A Brazilian diplomat revealed Monday that he helped a Bolivian opposition senator escape to Brazil after he was holed up for 15 months in Brasilia's embassy in La Paz.
Senator Roger Pinto, an opponent of Bolivian President Evo Morales, made his escape Friday in an embassy car escorted by Brazilian marines, driving 22 hours to the southwestern Brazilian city of Corumba, 1,600 kilometers (1,000 miles) from La Paz.
"I chose life. I chose to protect a person, a persecuted politician, like (Brazilian) President Dilma (Rousseff) was persecuted," Eduardo Saboia, the Brazilian charge d'affaires in La Paz, told Globo television on his arrival in Brasilia, where he was recalled for consultations.
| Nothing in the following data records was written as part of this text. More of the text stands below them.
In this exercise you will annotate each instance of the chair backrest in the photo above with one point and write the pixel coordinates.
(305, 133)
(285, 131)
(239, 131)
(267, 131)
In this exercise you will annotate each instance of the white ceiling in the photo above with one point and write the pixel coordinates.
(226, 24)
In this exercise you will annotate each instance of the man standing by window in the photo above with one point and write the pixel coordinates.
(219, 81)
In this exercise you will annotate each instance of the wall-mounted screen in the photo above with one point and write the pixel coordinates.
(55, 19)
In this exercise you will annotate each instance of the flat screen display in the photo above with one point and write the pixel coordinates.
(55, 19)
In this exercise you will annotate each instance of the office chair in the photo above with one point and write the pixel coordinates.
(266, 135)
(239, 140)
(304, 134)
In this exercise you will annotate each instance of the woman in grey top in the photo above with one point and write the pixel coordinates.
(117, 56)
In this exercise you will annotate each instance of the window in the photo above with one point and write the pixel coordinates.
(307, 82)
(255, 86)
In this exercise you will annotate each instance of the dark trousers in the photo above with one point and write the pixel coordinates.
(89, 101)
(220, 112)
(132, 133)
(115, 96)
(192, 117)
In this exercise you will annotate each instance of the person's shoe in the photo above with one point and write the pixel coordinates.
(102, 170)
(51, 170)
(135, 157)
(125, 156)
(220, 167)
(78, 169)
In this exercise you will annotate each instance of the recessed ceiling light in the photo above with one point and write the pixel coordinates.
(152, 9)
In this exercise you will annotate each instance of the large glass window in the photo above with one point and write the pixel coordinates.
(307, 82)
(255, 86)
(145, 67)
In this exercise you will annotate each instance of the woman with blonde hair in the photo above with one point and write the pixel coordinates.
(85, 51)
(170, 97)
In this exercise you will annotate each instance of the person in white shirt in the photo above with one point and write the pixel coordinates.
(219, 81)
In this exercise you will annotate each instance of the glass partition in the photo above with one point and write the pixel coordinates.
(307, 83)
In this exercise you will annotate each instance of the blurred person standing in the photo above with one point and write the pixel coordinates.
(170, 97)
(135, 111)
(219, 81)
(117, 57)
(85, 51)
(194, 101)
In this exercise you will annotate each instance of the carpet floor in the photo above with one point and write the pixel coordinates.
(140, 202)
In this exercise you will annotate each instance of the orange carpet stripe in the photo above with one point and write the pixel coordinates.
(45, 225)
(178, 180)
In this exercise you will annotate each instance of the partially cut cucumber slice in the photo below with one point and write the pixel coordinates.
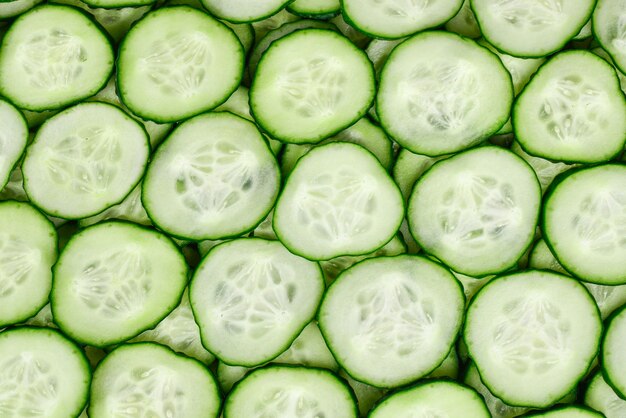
(214, 177)
(166, 76)
(251, 299)
(584, 224)
(53, 56)
(338, 201)
(533, 336)
(439, 398)
(114, 280)
(399, 318)
(42, 374)
(440, 93)
(150, 380)
(531, 28)
(28, 249)
(286, 392)
(310, 85)
(476, 211)
(84, 160)
(573, 110)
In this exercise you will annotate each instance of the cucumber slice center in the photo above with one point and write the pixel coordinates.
(177, 64)
(52, 59)
(532, 337)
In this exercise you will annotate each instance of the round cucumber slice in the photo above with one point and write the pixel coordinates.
(433, 399)
(53, 56)
(283, 391)
(583, 223)
(214, 177)
(114, 280)
(310, 85)
(399, 318)
(84, 160)
(252, 298)
(573, 110)
(150, 380)
(42, 373)
(167, 76)
(28, 249)
(440, 93)
(476, 211)
(338, 201)
(532, 336)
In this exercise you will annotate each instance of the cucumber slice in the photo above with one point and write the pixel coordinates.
(310, 85)
(476, 211)
(440, 93)
(338, 201)
(583, 223)
(214, 177)
(239, 11)
(150, 380)
(399, 319)
(251, 299)
(42, 373)
(393, 19)
(114, 280)
(28, 249)
(531, 28)
(85, 159)
(573, 110)
(53, 56)
(283, 391)
(533, 336)
(190, 68)
(601, 397)
(609, 27)
(613, 355)
(13, 138)
(433, 399)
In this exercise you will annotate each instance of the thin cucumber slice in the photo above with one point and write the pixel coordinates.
(251, 299)
(13, 138)
(533, 336)
(608, 298)
(115, 280)
(320, 9)
(85, 159)
(150, 380)
(583, 223)
(440, 93)
(310, 85)
(28, 249)
(496, 406)
(613, 353)
(545, 170)
(476, 211)
(573, 110)
(53, 56)
(399, 319)
(601, 397)
(531, 28)
(238, 11)
(191, 68)
(338, 201)
(609, 28)
(464, 22)
(214, 177)
(179, 332)
(392, 19)
(433, 398)
(42, 373)
(285, 392)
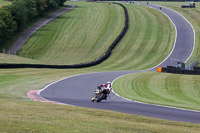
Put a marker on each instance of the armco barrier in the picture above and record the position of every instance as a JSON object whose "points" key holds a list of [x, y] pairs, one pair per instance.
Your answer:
{"points": [[82, 65], [177, 70]]}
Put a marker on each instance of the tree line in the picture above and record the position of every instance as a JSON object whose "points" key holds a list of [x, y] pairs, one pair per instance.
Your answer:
{"points": [[17, 15]]}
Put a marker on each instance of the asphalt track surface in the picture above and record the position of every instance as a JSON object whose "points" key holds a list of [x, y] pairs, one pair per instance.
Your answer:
{"points": [[78, 90]]}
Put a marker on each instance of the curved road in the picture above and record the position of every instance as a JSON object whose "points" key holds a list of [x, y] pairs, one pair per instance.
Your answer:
{"points": [[78, 90]]}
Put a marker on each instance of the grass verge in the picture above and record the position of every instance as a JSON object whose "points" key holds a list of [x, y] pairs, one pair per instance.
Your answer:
{"points": [[3, 3], [192, 15], [175, 90]]}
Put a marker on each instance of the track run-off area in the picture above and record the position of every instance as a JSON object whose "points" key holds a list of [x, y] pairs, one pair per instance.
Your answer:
{"points": [[78, 90]]}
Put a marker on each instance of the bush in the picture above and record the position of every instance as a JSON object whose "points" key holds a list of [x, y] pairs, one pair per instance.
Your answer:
{"points": [[16, 16]]}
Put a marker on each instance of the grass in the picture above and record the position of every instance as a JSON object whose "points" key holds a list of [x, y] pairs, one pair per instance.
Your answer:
{"points": [[192, 15], [3, 3], [19, 115], [181, 91], [145, 45], [148, 41], [84, 32]]}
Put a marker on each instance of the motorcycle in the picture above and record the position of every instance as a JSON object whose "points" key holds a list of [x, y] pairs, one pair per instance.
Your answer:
{"points": [[100, 94]]}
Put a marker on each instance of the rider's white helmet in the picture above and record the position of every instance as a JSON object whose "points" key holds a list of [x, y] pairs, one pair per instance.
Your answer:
{"points": [[108, 82]]}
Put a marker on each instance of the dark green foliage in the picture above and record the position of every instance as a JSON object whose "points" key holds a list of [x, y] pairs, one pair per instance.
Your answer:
{"points": [[7, 24], [21, 12]]}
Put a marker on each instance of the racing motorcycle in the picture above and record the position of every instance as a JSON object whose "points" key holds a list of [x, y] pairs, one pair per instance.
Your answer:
{"points": [[100, 94]]}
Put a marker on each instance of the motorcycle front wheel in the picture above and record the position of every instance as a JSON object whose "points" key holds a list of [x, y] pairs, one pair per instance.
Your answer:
{"points": [[100, 97]]}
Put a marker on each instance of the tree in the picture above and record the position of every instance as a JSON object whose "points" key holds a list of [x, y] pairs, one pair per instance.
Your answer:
{"points": [[7, 25]]}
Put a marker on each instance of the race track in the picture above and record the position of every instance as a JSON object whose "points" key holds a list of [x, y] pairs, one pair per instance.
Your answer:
{"points": [[78, 90]]}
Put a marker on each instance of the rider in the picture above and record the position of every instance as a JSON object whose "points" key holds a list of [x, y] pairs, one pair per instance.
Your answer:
{"points": [[107, 88]]}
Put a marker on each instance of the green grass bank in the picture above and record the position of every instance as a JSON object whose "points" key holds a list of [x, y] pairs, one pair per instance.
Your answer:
{"points": [[3, 3], [18, 114], [192, 15], [70, 40], [175, 90]]}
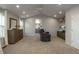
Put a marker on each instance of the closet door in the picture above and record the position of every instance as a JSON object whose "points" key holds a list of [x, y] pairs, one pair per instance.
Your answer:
{"points": [[2, 28]]}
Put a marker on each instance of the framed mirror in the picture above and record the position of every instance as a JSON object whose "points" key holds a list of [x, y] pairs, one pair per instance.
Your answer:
{"points": [[12, 23]]}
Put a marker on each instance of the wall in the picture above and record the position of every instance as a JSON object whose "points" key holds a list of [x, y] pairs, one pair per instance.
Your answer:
{"points": [[48, 23], [72, 27], [10, 15]]}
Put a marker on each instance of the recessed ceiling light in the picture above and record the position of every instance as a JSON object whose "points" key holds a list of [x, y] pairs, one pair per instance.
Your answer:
{"points": [[59, 4], [17, 6], [24, 12], [60, 12], [55, 15], [27, 15]]}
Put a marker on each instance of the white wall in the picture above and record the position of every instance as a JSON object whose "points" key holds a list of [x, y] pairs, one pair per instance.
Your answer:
{"points": [[48, 23], [72, 27], [10, 15]]}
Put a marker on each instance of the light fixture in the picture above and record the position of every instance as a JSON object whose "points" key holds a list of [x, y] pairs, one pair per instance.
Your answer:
{"points": [[37, 21], [23, 12], [55, 15], [27, 15], [17, 6], [60, 12], [60, 4]]}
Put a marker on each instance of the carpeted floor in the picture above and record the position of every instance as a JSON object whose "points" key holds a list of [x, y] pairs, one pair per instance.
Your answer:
{"points": [[33, 45]]}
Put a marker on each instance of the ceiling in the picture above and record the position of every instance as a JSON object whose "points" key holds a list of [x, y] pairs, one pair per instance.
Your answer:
{"points": [[35, 9]]}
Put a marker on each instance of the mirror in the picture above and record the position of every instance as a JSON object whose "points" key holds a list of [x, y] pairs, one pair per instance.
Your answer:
{"points": [[12, 23]]}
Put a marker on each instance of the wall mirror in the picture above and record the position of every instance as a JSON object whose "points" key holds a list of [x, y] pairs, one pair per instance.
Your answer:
{"points": [[12, 23]]}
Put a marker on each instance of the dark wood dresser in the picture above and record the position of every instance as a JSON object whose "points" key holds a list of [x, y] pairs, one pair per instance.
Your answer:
{"points": [[14, 35], [61, 34]]}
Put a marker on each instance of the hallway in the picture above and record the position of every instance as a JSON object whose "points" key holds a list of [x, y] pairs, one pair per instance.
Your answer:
{"points": [[32, 45]]}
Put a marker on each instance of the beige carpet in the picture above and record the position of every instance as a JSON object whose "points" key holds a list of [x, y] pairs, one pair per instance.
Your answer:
{"points": [[32, 45]]}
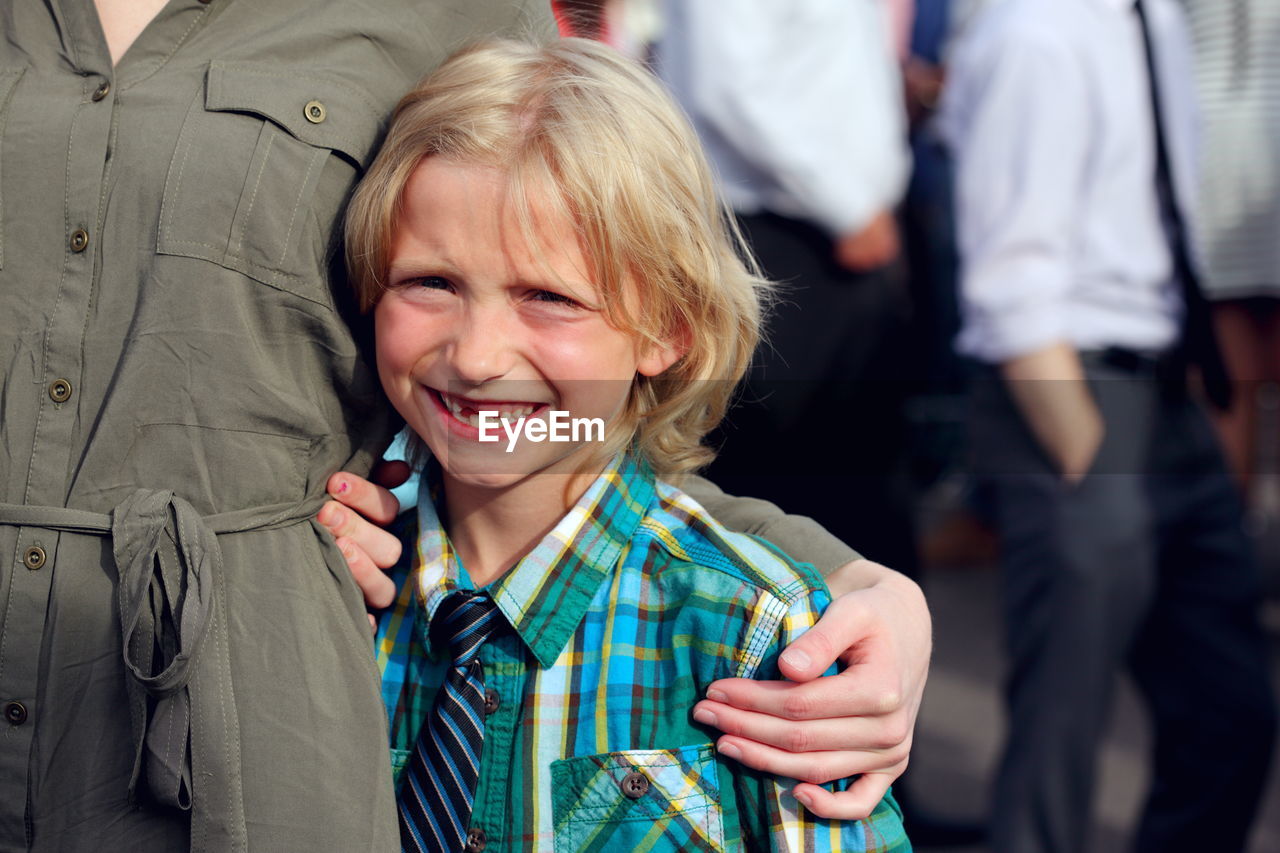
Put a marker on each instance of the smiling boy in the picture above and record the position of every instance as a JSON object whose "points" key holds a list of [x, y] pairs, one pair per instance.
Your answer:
{"points": [[540, 235]]}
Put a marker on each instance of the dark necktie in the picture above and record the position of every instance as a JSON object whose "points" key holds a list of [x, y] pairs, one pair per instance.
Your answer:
{"points": [[1198, 341], [439, 783]]}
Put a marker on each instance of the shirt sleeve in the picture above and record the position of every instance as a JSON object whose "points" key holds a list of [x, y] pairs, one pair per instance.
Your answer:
{"points": [[808, 94], [798, 536], [771, 817], [1018, 115]]}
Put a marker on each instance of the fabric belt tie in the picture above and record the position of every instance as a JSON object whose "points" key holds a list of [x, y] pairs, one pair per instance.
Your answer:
{"points": [[172, 607]]}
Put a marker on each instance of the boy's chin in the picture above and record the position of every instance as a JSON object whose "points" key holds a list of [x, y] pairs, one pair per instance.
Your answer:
{"points": [[497, 470]]}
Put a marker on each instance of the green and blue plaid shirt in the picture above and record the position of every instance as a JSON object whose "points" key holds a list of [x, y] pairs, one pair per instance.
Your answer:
{"points": [[618, 620]]}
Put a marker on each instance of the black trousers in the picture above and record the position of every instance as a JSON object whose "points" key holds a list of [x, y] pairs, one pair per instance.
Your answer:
{"points": [[819, 425], [1142, 565]]}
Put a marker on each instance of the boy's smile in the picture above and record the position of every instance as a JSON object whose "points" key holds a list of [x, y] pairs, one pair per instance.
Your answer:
{"points": [[475, 319]]}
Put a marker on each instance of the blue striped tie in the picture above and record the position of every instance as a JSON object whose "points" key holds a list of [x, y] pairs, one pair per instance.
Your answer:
{"points": [[439, 783]]}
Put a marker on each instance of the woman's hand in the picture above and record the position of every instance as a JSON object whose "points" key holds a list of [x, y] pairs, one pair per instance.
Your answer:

The diplomat said he took the personal decision to help Pinto escape "because there was an imminent threat to the life and dignity of the senator."
He said Pinto was suffering from depression and was contemplating suicide.
In La Paz, Bolivian Foreign Minister David Choquehuanca expressed "profound concern over the transgression of the principle of reciprocity and international courtesy."
"Under no condition could Senator Pinto leave the country without a safe conduct pass," Choquehuanca said.
Pinto, who flew from Corumba to Brasilia on Sunday, had not been granted safe conduct even though he received political asylum a year ago.
In a letter released by his right-wing National Convergence party in La Paz on Monday, Pinto said he owed his freedom to Brazil.
In the two-page missive, the senator thanked all those who made his escape possible and expressed gratitude to Rousseff for granting him asylum in May 2012.
Pinto also praised Marcel Biato, who was Brazil's ambassador in La Paz until June and who "protected me and offered security and shelter."
Biato was transferred in June and has yet to be replaced.
Pinto also hailed Saboia as "a brave and intelligent man, who knowingly took the risk of conducting a dangerous mission."
"My exit is proof to Morales that good prevails in the end," the senator said in his "Open letter to the Bolivian people," railing against "the violation of human rights in Bolivia."
Pinto said he would continue speaking out against "narcotrafficking, corruption, (and) abuse of power in Bolivia," as well as "against the humiliation of Bolivians" who do not share Morales's views.
The Brazilian foreign ministry said Sunday it was investigating how Pinto was able to leave the embassy and would take appropriate measures.
Bolivian Interior Minister Carlos Romero said there was little that could have been done to stop Pinto if he was taken out of the country in an embassy vehicle.
"A diplomatic vehicle cannot be subject to any kind of search at any checkpoint. It's part of the sovereign jurisdiction of the country in question, in this case Brazil," Romero said.
Saboia said the Bolivian dissident "spent 452 days in a cubicle next to my office."
"There was a constant violation of human rights because there was no prospect for an exit, there was no negotiation and (Pinto) was suffering from depression, which was worsening," the diplomat added.
"We had to call a doctor and he was beginning to speak of suicide."
The Bolivian government views Pinto as a fugitive from justice after he was accused of corruption, for which he was sentenced to a year in prison.
He sought refuge at the Brazilian embassy last year, claiming to be a victim of political persecution after he denounced alleged cases of corruption and alleged links between authorities and drug traffickers.
His case strained relations between La Paz and Brasilia. Morales last year said Brazil's decision to grant Pinto asylum was "a mistake."
Late Sunday, Bolivian Communications Minister Amanda Davila formally asked Brazil to provide information about the case, although she insisted the affair "would not affect" bilateral ties.